I have setup a PNFS server (NFSv4 only) with kerberos (heimdal) and I have a problem with gssd.
I want to use kerberos on PNFS MDS as a NFS client to its PNFS DSs and as a NFS Server to its NFS clients which is connect to the PNFS MDS itself.

But let's break down the problem. I can not use gssd with -h flag AND work with a NFS share with kerberos ticket (`-sec=krb5i:krb5p`).
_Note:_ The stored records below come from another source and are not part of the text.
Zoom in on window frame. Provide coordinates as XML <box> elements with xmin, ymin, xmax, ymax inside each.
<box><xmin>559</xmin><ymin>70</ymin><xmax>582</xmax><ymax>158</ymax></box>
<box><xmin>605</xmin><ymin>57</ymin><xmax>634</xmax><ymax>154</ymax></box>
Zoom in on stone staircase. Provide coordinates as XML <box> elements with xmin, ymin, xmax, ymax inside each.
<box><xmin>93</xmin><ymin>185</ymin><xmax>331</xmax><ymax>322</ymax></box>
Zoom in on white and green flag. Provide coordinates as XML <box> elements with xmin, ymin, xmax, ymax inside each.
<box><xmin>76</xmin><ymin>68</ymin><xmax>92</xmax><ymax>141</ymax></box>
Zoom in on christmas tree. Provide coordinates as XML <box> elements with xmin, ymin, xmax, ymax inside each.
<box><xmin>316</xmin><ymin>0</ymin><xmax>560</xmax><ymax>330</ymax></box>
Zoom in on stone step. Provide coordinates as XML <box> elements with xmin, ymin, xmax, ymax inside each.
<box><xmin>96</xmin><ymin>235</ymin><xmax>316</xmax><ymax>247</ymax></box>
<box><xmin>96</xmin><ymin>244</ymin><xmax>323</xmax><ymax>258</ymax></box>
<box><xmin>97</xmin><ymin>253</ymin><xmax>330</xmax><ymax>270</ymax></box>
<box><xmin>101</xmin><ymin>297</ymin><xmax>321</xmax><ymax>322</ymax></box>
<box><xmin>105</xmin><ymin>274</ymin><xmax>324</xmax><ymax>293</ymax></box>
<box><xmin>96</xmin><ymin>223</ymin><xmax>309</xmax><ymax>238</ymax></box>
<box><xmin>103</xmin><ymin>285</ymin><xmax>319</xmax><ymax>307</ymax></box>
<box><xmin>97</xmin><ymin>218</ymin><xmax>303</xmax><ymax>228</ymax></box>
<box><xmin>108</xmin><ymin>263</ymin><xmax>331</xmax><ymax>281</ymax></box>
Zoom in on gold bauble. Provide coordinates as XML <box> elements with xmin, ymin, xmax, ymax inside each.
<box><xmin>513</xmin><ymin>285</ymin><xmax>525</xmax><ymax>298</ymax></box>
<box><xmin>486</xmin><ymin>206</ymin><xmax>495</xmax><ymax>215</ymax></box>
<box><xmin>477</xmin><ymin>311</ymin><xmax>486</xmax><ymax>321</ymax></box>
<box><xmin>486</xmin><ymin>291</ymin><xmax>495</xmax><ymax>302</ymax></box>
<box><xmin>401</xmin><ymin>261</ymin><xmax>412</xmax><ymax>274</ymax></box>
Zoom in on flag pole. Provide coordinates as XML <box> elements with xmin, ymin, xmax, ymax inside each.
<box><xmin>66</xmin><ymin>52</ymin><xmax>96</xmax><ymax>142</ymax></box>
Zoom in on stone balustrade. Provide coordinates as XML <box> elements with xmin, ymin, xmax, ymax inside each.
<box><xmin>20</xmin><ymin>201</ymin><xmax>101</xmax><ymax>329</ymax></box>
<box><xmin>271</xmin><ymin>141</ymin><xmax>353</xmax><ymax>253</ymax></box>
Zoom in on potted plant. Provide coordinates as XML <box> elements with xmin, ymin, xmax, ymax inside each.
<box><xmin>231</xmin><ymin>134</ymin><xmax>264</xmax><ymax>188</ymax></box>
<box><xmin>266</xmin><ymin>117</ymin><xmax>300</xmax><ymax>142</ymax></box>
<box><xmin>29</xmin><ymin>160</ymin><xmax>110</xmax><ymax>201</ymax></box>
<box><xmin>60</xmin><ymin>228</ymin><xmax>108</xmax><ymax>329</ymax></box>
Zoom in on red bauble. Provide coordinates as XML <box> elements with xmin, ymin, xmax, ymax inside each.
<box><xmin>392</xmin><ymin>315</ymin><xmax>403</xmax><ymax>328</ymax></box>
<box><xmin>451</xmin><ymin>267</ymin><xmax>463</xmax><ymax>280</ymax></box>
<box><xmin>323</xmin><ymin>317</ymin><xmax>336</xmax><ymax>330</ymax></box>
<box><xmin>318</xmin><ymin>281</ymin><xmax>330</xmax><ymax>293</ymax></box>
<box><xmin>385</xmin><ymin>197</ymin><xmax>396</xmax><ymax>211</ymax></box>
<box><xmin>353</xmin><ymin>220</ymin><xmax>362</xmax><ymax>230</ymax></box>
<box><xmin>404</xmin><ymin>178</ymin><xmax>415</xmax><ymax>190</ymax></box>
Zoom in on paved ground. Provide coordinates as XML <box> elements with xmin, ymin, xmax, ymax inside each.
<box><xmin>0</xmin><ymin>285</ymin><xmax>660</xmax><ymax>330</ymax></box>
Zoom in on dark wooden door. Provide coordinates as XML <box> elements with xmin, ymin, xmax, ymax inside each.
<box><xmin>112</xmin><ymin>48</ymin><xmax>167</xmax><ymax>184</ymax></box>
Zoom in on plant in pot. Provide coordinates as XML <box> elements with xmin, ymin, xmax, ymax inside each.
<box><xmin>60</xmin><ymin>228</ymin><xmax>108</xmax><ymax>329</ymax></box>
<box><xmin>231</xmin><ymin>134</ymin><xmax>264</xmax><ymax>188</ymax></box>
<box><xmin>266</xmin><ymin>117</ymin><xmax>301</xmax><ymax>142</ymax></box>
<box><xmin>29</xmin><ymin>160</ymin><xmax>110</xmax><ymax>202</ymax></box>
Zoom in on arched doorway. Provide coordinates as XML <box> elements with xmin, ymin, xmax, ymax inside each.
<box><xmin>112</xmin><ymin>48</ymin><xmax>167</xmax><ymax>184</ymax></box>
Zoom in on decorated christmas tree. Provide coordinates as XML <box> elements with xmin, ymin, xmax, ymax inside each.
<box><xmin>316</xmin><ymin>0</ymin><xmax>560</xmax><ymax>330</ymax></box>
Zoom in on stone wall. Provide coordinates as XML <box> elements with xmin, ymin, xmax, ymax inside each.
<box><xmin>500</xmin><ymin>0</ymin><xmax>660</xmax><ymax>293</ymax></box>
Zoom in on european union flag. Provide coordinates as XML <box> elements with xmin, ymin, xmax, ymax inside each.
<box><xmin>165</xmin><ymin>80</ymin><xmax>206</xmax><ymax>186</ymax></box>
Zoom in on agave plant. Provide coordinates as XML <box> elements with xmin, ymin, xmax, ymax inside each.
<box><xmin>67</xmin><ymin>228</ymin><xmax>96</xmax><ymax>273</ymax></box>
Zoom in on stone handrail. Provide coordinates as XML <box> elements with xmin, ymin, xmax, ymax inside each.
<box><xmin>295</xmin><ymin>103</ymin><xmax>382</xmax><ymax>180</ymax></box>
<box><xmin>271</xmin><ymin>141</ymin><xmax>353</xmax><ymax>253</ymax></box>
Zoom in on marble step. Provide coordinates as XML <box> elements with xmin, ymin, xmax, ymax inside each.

on the NFS Client (or technically the PNFS MDS):
/etc/rc.conf

```
...
nfsuserd_enable="YES"
gssd_enable="YES"
gssd_flags="-h"
nfs_client_enable="YES"
...
```

When I mount the NFS share I can not work with its directory:

```
client:~ #mount_nfs -o vers=4,nfsv4,minorversion=2,sec=krb5p,gssname=host server.domain.net:/ /storage/ds/
client:~ #touch /storage/ds/ds0/test123
touch: /storage/ds/ds0/test123: Permission denied
```

But without the -h flag it works perfectly and my clients can connect to the PNFS MDS with AUTH_SYS and my PNFS MDS can connect to the PNFS DS with krb5p

Any Ideas?


----------



## SirDice (Dec 7, 2022)

Did you register the host in Kerberos? Not sure which SPN it might need, NFS typically uses a `nfs/<hostname>` SPN. Check `klist -k` on the 'client'.


----------



## monwarez (Dec 7, 2022)

By looking at 








						Solved - ERR 20: Auth Credentials are too weak (NFSv4 + KRB5)
					

Hi,  I want to share a directory with NFSv4 + Kerberos. Here is my configuration: NFS Server: (also tested with -alldirs before and yes I want to use the krb5p) /etc/exports V4: /tank/ds -sec=krb5p client.domain.net /tank/ds -sec=krb5p -maproot=root client.domain.net  Also /etc/rc.conf ...




					forums.freebsd.org
				




This seems weird, it looks like the client is only the NFS server
In my configuration I have after `kinit` plus mounting with nfs

```
Credentials cache: FILE:/tmp/krb5cc_1001
        Principal: username@LOCAL
    Cache version: 4

Server: krbtgt/LOCAL@LOCAL
Client: username@LOCAL
...
Server: nfs/server-nfs.local@LOCAL
Client: username@LOCAL
...
```

In my case there is 3 distinct computer: a KDC, an NFS server, and a client.


----------



## spmzt (Dec 8, 2022)

SirDice said:


> Did you register the host in Kerberos? Not sure which SPN it might need, NFS typically uses a `nfs/<hostname>` SPN. Check `klist -k` on the 'client'.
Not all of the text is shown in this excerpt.